Ari and Janco had gotten more missions after that argument, and on those missions they were both trying to convince each other who was the better uncle and every time they were back they kept on asking me who was the better uncle and I kept on replying that they both were. I remember the one time where they both kept on asking me who was the better uncle and I remember yelling at them….to me it was the most funniest thing to experience….to see their shocked faces and loss of words.

"Yelena!" I heard my name being called in the distance and by some force I knew it had to be the power twins, and they were both at it again.

"What is it?" I asked even though I knew what was going to be said…or rather asked.

"You have to decide now….who is the best uncle." They said in unison. I signed and thought about the answer so that they don't have to keep on asking.

"Well…" I started, but got interrupted by them exclaiming that it was them even though I never said anything.

"See I knew she would say I was the best." Exclaimed Janco, to which Ari shook his head at.

"No she didn't…she-"I tried to say something but was interrupted again before I could have even opened my mouth.

"Yes, she did."

"No she didn't."

"Yes!"

"No!"

It was like a Ping-Pong match between them and I just couldn't take it anymore…I couldn't take my brothers fighting about who was better.

"GUYS!" I shouted having enough of their fighting…and to my surprise they actually stopped.

"Seriously? I mean you guys are the power twins, you guys are like twins separated at birth….one isn't the great uncle without the other….I mean… God…you both are great uncles…so stop competing on who the better uncles is or so help me God…you both won't be considered uncles by the time I'm done with you." And with that I left, much to their shocked faces, I took it as a loss of words as they never remarked after my outburst and after that they stopped fighting…but that didn't mean they didn't stop taking missions… it just enforced them to take more.

After what felt like a year when in fact it was only 9 months of being pregnant, not that I was complaining, I finally gave birth to the most beautiful baby that I could lay my eyes on…I know I'm being modest seeing it is my baby…but he was beautiful, even with his little red screaming face.
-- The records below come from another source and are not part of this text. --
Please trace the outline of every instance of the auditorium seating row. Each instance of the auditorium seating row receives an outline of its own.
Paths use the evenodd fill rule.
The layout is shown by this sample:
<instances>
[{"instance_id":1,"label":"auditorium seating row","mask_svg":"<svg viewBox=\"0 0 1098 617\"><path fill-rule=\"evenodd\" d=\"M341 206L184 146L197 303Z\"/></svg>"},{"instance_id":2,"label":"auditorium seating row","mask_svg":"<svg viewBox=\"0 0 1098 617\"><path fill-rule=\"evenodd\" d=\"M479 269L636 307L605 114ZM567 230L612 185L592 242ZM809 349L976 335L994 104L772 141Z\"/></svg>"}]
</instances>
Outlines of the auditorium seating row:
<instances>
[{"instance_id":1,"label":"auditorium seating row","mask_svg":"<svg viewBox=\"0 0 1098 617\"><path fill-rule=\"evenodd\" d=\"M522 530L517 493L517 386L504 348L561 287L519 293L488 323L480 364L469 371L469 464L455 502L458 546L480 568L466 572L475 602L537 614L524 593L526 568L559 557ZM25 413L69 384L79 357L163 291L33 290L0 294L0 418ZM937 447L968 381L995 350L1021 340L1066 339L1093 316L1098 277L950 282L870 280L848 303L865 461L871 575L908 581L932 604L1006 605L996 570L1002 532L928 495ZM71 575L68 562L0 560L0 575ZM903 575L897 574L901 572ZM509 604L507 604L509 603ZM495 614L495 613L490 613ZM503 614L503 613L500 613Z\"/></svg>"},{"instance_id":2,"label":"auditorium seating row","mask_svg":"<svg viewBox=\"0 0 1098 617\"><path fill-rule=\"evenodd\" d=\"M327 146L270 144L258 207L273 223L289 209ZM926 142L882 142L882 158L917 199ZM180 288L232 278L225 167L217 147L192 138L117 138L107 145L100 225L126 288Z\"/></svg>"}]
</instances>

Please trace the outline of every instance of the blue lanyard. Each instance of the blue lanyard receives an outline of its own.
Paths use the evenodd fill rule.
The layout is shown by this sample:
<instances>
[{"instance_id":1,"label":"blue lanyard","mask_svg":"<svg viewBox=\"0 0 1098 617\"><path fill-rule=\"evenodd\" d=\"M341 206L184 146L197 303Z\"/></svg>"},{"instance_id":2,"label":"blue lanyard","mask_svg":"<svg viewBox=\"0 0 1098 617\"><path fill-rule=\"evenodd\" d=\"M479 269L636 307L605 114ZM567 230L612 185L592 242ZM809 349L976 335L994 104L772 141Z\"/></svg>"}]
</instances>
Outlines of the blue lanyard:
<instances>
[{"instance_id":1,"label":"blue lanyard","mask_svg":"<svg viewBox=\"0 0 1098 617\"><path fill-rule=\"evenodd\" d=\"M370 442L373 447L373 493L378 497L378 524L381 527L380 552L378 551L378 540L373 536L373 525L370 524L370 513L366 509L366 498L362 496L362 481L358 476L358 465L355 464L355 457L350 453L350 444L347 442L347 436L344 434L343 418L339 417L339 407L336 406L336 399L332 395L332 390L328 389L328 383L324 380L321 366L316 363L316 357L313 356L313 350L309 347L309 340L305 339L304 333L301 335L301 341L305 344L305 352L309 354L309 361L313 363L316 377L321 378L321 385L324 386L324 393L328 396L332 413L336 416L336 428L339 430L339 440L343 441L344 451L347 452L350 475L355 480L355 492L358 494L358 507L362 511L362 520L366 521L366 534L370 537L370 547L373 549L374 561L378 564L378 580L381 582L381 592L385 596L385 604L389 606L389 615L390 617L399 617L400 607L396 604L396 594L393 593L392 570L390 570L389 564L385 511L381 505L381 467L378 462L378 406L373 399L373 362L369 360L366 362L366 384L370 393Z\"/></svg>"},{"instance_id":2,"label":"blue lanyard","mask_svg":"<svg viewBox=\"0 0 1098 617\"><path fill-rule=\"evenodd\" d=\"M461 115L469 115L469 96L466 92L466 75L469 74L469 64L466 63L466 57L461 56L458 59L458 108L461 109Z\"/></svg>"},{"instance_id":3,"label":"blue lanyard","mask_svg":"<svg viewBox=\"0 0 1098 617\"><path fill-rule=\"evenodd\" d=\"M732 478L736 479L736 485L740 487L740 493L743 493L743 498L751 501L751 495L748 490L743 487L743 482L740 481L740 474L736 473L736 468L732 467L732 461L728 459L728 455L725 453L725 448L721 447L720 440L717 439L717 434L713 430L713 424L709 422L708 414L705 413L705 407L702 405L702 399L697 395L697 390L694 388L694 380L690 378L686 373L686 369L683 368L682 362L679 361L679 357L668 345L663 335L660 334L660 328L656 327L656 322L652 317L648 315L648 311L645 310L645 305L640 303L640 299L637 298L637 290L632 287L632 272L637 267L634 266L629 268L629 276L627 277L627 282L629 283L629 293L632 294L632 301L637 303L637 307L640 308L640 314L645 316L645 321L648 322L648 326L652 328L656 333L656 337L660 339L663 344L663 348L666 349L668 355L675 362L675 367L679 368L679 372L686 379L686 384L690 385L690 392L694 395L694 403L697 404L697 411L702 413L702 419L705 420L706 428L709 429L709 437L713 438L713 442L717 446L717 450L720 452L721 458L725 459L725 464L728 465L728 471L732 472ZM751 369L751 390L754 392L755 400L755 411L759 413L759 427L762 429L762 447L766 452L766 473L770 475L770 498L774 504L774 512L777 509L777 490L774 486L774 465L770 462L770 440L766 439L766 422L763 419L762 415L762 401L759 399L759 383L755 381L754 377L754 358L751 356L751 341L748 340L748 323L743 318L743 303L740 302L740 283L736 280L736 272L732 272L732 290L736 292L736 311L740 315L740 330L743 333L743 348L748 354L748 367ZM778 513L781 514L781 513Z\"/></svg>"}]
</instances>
But looking down at that moment, I knew that if anything came near my baby, dangerous or not… I would kill them…it didn't matter if they were friend or foe, I would kill them, I promised myself that I wouldn't let anything happen to him.
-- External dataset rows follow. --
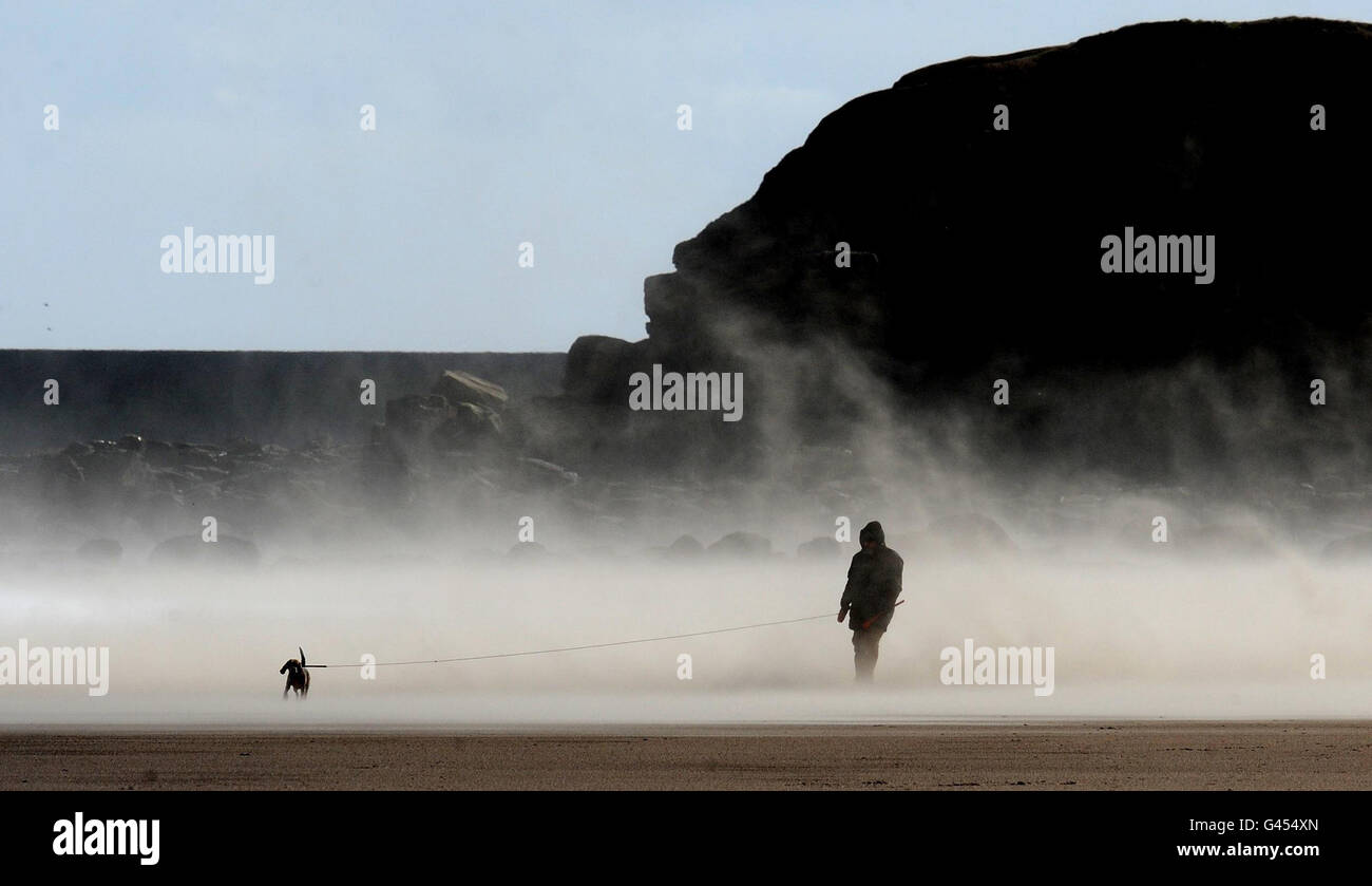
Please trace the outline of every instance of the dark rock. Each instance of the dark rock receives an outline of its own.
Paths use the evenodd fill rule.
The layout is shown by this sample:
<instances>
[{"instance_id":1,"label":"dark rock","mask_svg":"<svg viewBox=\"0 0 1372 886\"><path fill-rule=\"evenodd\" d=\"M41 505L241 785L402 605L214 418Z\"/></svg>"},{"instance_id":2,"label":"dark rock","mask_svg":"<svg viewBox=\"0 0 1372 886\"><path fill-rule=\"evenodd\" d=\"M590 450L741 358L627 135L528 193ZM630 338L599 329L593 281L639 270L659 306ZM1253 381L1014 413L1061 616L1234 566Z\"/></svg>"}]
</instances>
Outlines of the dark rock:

"So Yelena what are you going to name him?" I heard Janco and Ari ask. I looked thoughtfully down at my baby and replied.

"Asher" I said softly, kissing littler Asher's head.
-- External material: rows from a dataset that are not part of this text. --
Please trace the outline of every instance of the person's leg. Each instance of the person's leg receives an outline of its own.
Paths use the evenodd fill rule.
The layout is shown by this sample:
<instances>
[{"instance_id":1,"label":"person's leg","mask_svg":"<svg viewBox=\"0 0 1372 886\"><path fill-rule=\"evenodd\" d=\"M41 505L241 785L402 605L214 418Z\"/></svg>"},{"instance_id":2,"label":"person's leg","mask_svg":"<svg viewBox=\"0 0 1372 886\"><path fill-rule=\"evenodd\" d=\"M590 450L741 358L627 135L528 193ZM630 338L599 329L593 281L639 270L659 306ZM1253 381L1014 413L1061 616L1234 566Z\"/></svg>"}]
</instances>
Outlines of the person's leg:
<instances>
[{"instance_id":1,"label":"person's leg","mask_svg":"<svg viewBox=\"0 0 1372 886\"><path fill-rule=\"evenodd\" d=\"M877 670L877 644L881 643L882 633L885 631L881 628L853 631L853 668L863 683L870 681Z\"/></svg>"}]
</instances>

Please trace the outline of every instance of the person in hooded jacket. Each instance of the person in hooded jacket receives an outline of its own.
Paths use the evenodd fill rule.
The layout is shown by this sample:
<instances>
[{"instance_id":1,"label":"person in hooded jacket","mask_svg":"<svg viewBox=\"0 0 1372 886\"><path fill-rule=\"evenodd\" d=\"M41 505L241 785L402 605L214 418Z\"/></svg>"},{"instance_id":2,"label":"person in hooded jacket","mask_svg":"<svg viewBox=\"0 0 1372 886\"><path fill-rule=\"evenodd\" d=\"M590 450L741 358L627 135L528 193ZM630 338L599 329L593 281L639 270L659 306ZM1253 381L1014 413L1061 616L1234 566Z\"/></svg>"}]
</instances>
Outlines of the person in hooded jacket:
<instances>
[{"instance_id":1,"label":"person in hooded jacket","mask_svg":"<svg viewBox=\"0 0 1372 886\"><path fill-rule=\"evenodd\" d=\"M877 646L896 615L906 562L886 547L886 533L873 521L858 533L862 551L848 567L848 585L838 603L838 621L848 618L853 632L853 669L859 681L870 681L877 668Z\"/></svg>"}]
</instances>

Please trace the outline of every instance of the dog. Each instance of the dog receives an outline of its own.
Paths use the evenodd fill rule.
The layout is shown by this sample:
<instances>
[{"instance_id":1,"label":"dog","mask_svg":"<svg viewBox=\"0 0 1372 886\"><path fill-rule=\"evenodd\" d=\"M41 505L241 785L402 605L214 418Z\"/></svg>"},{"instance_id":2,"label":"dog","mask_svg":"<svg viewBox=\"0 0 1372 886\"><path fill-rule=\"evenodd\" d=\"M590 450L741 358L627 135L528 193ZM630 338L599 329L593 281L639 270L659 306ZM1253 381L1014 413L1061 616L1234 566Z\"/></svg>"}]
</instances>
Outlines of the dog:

"That's a beautiful name Yelena." They whispered in agreement. I thought to myself that Valek would have also liked the name.

It's okay love…I thought I heard his voice whispering to me while looking down at Asher, and I knew that where ever he was; that he was saying that it was okay to miss him…it was okay to grieve….and that it was okay live on, if not for myself then for the bundle of joy that we made. I knew that everything would be okay….not really okay, because his gone….but I knew he would have wanted me to do this…to raise our son and to protect him the way I couldn't protect Valek.

And I would, because he is now my reason for existence and I would protect him with everything I have...even if I have to die trying, I would protect him.